NOTICE OF PRIVACY PRACTICES
This practice is required, by law, to maintain the privacy and confidentiality of your protected health information and to provide our patients with notice of our legal duties and privacy practices with respect to your protected health information. A downloadable PDF copy of the privacy practices is available for download here.
Disclosure of your Health Care Information
- We may disclose your health care information to other health care professions with our practice for the purpose of treatment, payment or health care operations.
- We may disclose your health information to your insurance provider for the purpose of payment or health care operations.
- We may disclose your health care information as necessary to comply with State Workers’ Compensation Laws.
- We may disclose your health information to notify or assist in notifying a family member, or another person responsible for your care, about your medical condition or in the event of an emergency or of your death.
- As required by law we may disclose your health information to public health authorities for purposes related to: preventing or controlling disease, injury or disability, reporting child abuse or neglect, reporting domestic violence, reporting to the Food and Drug Administration (FDA) problems with products and reactions to medications and reporting disease or infection exposure.
- We may disclose your health information in the course of any administrative or judicial proceeding.
- We may disclose your health information to a law enforcement official for purposes such as identifying or locating a suspect, fugitive, material witness, or missing person, complying with a court order or subpoena and other law enforcement purposes.
- We may disclose your health information to coroners or medical examiners.
- We may disclose your health information to organizations involved in procuring, banking or transplanting organs and tissue.
- We may disclose your health information to researchers conducting research that has been approved by an Institutional Review Board.
- It may be necessary to disclose your health information to appropriate persons in order to prevent or lessen a serious and imminent threat to the health or safety of a particular person or to the general public.
- We may disclose your health information for military, national security, prisoner and government benefit purposes.
- We may contact you for the purpose of making an appointement or to remind you of an existing appointment. If you are not at home we may leave a reminder message on your answering machine or voice mail or with a person answering the phone. No personal health information will be disclosed during this recording other than the date and time of your scheduled appointment or a request to call us so that an appointment can be made.

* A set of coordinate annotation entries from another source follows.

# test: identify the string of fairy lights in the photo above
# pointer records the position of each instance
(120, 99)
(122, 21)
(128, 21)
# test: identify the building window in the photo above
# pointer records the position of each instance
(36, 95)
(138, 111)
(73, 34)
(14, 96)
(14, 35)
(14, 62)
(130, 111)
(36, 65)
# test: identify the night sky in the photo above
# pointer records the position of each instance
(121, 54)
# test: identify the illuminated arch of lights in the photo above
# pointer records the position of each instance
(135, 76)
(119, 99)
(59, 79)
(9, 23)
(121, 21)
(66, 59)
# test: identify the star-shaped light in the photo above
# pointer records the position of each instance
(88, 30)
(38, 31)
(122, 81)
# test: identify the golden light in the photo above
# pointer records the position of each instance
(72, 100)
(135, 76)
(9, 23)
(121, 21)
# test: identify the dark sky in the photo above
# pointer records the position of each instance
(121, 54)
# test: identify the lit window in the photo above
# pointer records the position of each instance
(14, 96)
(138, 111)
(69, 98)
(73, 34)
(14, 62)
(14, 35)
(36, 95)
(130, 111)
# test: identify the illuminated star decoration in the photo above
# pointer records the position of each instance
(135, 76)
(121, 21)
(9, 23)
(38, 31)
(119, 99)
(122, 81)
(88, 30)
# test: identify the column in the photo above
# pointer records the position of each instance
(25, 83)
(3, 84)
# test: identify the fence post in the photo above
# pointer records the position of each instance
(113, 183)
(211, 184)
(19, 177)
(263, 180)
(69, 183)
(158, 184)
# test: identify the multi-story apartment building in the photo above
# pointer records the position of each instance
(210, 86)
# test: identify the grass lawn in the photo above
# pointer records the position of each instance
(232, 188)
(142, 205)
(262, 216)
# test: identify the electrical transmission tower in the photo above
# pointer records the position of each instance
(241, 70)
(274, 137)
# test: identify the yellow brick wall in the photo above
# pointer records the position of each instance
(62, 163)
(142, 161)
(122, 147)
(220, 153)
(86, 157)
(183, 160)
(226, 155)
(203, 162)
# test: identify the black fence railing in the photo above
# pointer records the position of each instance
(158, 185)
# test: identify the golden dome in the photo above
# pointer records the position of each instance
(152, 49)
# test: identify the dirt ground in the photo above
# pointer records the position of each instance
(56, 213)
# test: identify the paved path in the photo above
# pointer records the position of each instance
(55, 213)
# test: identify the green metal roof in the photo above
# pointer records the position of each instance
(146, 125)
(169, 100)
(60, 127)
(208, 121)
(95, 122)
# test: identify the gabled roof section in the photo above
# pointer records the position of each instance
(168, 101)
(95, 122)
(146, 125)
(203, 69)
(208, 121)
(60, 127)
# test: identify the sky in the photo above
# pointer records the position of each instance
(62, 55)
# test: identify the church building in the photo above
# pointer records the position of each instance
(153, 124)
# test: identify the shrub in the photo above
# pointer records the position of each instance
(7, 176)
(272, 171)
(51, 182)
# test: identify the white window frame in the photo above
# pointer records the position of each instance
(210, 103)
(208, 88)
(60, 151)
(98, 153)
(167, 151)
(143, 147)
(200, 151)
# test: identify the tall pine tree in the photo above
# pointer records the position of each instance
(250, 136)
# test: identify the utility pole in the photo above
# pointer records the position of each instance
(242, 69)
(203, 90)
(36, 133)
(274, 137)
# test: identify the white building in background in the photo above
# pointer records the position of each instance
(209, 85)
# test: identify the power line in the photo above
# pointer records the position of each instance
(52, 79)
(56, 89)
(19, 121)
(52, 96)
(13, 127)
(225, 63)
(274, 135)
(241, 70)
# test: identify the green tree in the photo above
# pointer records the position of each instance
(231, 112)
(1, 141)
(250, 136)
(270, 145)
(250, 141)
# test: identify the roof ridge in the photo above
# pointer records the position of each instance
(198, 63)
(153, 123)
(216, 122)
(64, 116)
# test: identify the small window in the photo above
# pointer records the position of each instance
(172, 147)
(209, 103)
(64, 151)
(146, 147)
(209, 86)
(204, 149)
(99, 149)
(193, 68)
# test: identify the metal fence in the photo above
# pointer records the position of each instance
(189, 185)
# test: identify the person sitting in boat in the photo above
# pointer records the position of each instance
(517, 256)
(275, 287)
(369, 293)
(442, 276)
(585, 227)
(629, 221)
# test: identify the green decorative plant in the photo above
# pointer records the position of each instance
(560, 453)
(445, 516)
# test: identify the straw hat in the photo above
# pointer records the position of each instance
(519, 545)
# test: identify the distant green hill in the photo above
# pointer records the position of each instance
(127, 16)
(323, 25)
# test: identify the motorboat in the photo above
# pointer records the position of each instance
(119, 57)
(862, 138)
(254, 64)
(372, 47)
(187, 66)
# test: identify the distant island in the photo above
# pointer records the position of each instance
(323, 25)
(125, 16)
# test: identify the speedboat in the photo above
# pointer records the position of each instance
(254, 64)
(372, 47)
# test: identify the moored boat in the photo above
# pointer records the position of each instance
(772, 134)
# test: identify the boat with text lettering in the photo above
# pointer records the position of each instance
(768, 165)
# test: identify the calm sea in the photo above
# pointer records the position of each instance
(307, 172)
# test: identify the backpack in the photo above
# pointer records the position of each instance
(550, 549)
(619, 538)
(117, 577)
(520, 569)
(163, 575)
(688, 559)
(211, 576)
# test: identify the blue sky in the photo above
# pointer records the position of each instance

- In the event that this practice is sold or merged with another organization, your health information/records will become property of the new owner.
Your Health Information Rights
- You have the right to request restrictions on certain uses and disclosures of your health information. Please be advised, however, that this practice is not required to agree to the restriction that you requested.
- You have the right to have your health information received or communicated through an alternative method or sent to an alternative location other than the usual method of communication or delivery, upon your request.
- You have the right to inspect and copy your health information.
- You have a right to request that this practice amend your protected health information. Please be advised, however, that this practice is not required to agree to amend your protected health information. If your request to amend your health information has been denied, you will be provided with an explanation of our denial reason(s) and information about how you can disagree with the denial.
- You have the right to receive an accounting of disclosures of your protected health information made by this practice.
- You have a right to a paper copy of this Notice of Privacy Practices at any time upon request.
Changes to this Notice of Privacy Practices
This practice reserves the right to amend this Notice of Privacy at any time in the future, and will make the new provisions effective for all information that it maintains. Until such amendment is made this practice is required by law to comply with this notice.
This practice is required by law to maintain the privacy of your health information and to provide
you with a notice of its legal duties and privacy practices with respect to your health
information. If you have questions about any part of this notice or if you want more information about your privacy rights, please contact our Privacy Officer by calling this office.
Complaints about your privacy rights, or how this practice has handled your health information should be directed to our Privacy Officer by calling this office. If you are not satisfied with the manner in which this office handles your complaint you may submit a formal complaint to:
DHHS, Office of Civil Rights, 200 Independence Avenue, S.W., Room 509F HHH Building, Washington, DC 20201
This notice is effective as of the date shown below. I have read the Privacy Notice and understand my rights contained in this notice. By way of my signature, I provide this practice with my authorization and consent to use and disclose my protected health care information for the purposes of treatment, payment and health care operations as described in the Privacy Notice.